Ah, I see - I didn't realise that there was driver support that doesn't
use the regulator API, that had been dropped out of context by that
point in the discussion. I guess the LCD driver will be converted to
use the API in due course, hopefully there aren't too many other such
drivers.
This is the sort of use case that made me not want to have the API
disable unused regulators by default - there's stuff going on that the
regulator API and the code using it doesn't know about (since it's going
through some other interface to do the job in this case) so the API
can't safely do anything to that regulator.
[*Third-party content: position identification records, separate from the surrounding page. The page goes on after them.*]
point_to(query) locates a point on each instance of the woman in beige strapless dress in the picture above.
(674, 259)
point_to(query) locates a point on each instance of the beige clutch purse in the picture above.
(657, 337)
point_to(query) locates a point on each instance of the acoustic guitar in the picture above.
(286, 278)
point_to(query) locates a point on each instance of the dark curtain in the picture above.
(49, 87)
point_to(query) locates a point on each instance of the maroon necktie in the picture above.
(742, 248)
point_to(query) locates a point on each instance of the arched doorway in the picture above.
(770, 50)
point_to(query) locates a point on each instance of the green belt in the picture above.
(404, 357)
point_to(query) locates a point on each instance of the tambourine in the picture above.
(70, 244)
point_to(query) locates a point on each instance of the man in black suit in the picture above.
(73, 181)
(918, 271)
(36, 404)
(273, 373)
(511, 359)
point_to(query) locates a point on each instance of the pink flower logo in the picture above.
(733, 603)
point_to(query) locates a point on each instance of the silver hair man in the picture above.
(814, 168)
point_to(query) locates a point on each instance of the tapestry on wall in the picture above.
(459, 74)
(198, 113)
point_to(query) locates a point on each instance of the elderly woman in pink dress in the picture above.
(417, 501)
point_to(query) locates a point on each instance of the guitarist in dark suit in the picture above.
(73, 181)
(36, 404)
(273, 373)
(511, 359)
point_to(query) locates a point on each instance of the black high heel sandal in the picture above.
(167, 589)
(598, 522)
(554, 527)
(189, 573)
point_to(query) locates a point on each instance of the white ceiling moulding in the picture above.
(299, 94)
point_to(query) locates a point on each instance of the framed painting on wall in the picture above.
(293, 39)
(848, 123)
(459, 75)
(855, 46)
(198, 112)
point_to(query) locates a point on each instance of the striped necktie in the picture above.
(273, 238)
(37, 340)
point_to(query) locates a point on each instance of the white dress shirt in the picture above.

> > > How about: "VAUX3 board support is incomplete".
> > > That's accurate.
> > No. The constraints being complete is a property of the board as a
> > whole and not the particular regulator.
> Except ... that "constraint" isn't the issue, it's
> unexpected driver behavior. And "board" is exactly
This is sufficiently unexpected that it's the first time I've seen
anything bypassing the regulator API; in any case, it's just a question
of where you see the problem coming from.
My terminology comes from the fact that as far as the core is concerned
the issue is that the board didn't say it had given the core complete
constraints allowing it to fully control the regulators that are visible
to it. The reason the board didn't do that is that is that the LCD
driver is bypassing the regulator API and the regulator API doesn't have
any way to express that possibility.
> what I said, so I don't know why you're arguing.
> (For the "fun" of it?)
David, that is really not necessary or constructive. This sort of
disparaging remark has been a constant feature of your interactions on
regulator API issues and it is not achieving anything useful.
> Board support includes full driver support, as well
> as board setup (constraints). That's the common way
> to factor it, at any rate -- a "board support package"
> addresses both, and they need to work together.
s/board/machine driver/; in an ideal world for Linux there is no BSP,
it's all mainline.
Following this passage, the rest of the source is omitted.